A worthy pioner! Once more remove, good friends. Horatio:
O day and night, but this is wondrous strange! Hamlet:
And therefore as a stranger give it welcome.
There are more things in heaven and earth, Horatio,
Than are dreamt of in your philosophy.
Horatio and Marcellus, though advised against it, barge into Hamlet's conversation with his father's ghost [see SOMETHING IS ROTTEN IN THE STATE OF DENMARK]. Hamlet is a little unforthcoming with the news imparted by this spirit, who is still rustling about under the stage. So it's hard to figure what Horatio and Marcellus are being asked to keep quiet, though Hamlet and the burrowing ghost (a "pioner," or miner) insist.
Horatio, a model of rationality, is still having a hard time swallowing the whole business. Ghosts are not the sort of beings his "philosophy" easily takes into account. We know that Horatio is, like Hamlet, a student at the University of Wittenberg, a notable outpost of Protestant humanism.

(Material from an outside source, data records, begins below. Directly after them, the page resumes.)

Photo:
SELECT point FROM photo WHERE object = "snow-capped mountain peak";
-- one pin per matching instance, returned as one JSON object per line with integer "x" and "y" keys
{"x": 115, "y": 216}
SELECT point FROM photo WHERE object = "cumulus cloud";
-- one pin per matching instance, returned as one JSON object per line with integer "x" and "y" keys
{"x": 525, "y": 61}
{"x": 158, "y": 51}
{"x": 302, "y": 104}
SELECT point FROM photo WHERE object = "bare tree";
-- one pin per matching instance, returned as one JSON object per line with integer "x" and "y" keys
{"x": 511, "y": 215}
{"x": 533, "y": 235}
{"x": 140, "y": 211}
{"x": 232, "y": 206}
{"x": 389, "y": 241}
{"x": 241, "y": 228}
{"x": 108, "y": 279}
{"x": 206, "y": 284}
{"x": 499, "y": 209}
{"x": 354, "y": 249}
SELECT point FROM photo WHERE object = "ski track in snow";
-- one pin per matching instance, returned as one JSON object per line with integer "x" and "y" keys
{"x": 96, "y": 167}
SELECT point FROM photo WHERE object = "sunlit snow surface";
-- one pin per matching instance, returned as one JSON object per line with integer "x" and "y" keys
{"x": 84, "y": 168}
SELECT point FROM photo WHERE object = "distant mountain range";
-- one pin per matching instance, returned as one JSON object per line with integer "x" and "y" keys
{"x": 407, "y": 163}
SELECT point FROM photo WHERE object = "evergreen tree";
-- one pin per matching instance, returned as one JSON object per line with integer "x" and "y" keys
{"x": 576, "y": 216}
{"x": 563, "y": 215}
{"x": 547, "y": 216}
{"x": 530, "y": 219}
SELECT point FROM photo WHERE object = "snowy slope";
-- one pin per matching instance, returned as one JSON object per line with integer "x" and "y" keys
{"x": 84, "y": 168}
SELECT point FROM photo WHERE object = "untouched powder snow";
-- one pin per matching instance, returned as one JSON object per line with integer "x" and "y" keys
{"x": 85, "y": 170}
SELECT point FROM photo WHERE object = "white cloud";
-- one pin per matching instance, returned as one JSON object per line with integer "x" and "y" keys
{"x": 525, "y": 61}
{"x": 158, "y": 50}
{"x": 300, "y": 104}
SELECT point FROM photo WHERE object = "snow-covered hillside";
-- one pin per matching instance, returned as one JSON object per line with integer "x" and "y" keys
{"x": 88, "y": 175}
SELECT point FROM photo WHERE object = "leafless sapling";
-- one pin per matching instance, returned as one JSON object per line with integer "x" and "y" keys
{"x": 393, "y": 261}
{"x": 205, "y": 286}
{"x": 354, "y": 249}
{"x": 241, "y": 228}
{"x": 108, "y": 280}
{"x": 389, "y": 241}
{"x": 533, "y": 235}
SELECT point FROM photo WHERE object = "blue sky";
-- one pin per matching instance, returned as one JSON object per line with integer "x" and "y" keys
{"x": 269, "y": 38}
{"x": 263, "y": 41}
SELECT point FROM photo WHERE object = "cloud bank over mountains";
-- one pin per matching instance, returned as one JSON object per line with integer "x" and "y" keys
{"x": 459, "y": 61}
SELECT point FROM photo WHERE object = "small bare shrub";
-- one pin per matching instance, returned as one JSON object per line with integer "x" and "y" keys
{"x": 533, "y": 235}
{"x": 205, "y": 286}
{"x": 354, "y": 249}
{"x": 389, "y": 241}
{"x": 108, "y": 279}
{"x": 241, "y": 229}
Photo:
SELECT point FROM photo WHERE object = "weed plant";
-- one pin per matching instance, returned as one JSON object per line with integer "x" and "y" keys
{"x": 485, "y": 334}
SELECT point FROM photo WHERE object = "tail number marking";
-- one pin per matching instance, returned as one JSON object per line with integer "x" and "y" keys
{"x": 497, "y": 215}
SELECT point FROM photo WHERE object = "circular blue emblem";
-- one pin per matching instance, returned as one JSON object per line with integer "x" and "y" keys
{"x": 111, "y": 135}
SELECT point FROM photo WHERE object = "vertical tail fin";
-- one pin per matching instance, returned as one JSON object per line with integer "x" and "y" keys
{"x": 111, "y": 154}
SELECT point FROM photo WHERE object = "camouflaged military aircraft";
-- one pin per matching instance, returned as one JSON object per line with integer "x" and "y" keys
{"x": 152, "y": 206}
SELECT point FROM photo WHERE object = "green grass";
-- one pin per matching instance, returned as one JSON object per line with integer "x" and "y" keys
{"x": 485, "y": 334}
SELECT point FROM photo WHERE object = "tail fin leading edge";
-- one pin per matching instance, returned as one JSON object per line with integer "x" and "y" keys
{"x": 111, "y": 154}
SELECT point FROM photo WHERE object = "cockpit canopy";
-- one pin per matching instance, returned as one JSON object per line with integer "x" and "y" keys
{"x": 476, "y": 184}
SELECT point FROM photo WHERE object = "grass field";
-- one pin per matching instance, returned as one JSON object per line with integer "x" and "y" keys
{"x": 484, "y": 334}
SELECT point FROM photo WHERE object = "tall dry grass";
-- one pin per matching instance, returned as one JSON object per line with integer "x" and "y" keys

The philosophy he studies there is probably classical—a compound of ethics, logic, and natural science. The emphasis on everyday phenomena pretty much excludes speculation about talking ghosts.
Wittenberg, however, isn't just a place where sober-minded Horatios debate Aristotelian physics. In Christopher Marlowe's play of the late 1580s, Doctor Faustus, it is where the doctor lectures and, on the sideline, fraternizes with demons.